- Naigaon Location in Maharashtra, India
- Coordinates: 18°50′47″N 77°31′50″E﻿ / ﻿18.84639°N 77.53056°E
- Country: India
- State: Maharashtra
- District: Nanded district

Government
- • Type: Nagar Panchayat
- • Body: Naigaon Nagar Panchayat
- Elevation: 358 m (1,175 ft)

Population (2011)
- • Total: 22,208
- Demonym: Naigaonkar

Language
- • Official: Marathi
- Time zone: UTC+5:30 (IST)
- Postal code: 431709
- Telephone code: 02465
- Vehicle registration: MH-26

= Naigaon, Nanded =

Naigaon is a town and taluka in Nanded district of Maharashtra state in India. Naigaon (Bz.) is located 41.2 km south of the district headquarters city of Nanded and 60 km west from neighboring city of Nizamabad in Telangana State.
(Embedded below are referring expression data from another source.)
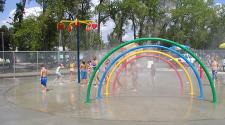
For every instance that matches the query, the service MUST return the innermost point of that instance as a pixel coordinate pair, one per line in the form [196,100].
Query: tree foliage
[198,23]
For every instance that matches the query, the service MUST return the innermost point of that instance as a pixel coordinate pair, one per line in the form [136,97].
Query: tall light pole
[3,56]
[76,23]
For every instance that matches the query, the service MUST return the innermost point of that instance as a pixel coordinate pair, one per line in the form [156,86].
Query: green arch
[148,39]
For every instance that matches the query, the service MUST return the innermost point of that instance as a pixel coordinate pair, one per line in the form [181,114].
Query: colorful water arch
[140,52]
[151,39]
[147,55]
[151,46]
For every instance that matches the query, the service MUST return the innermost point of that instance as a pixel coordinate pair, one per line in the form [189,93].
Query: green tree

Naigaon lies on MSH - 6 (Akola - Hyderabad). It is approximately 600 km from the State capital Mumbai. It is the Center of Naigaon Taluka. Naigaon is one of the rapidly growing towns in the Nanded District. The economy is primarily based on agriculture and related business.

The town is well connected by road with its district headquarters Nanded and other cities such as Nizamabad, Hyderabad of Telangana State, Nagpur, Aurangabad and Akola of Maharashtra State and Bidar of Karnataka State. It is also connected to adjacent talukas like Degloor, Mukhed, Biloli.

==Demographics==
As of 2011 Census, Naigaon had a total population of 16,719 individuals of which 8,512 were males and 8,207 were females. The population of children in the age range 0 to 6 years was 2,072. The Scheduled Castes and Scheduled Tribes population was 3,784 and 780 respectively. the average literacy rate was 72.12% of which males were 78.45% and females were 65.55% literate. The sex ratio was 964. There were 3323 households in Naigaon as of 2011.